MR22388, a novel anti-cancer agent with a strong FLT-3 ITD kinase affinity

This work describes the study of the mechanism of action and spectrum of activity of MR22388, a novel anti-cancer agent belonging to the tripentone series. MR22388 is highly cytotoxic (within the nanomolar range) against numerous cancer cell lines and studies of its cytotoxicity mechanisms show that it is a weak inhibitor of the polymerization of tubulin and that it induces apoptosis via the MAP kinase pathways. Further MR22388 is a very strong inhibitor of several kinases including the tyrosine kinase FLT3-ITD. FLT3-ITD is a mutated form of the tyrosine kinase receptor (RTK) FLT3, resulting in the constitutive activation of the kinase, occurring in about 25% of normal karyotypes’ Acute Myeloid Leukemia (AML) and is linked to a bad prognosis. Consecutively, MR22388 appears as a novel promising anticancer lead agent especially for AML therapy.
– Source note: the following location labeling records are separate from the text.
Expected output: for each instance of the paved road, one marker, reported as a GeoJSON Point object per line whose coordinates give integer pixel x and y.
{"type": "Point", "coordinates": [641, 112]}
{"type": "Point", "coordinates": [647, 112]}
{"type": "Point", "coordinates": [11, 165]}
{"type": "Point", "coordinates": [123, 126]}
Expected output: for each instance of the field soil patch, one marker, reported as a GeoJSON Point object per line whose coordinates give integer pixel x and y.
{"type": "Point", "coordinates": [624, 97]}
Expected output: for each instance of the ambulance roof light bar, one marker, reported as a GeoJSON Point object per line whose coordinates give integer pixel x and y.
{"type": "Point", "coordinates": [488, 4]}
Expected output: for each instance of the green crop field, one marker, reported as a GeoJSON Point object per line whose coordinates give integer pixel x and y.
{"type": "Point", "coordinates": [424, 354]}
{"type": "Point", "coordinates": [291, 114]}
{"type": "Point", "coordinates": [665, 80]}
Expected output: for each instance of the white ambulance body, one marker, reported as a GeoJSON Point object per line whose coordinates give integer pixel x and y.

► MR22388 is a novel anticancer agent belonging to the tripentones series.
► MR22388 is highly cytotoxic (within the nanomolar range) against numerous cancer cell lines.
► The activity of MR22388 is directed towards multiple targets involving both tubulin and kinase.
► The affinity of MR22388 is very selectively directed towards FLT3-ITD.
► AML cells expressing FLT3-ITD appear more sensible to the cytotoxic effect of MR22388.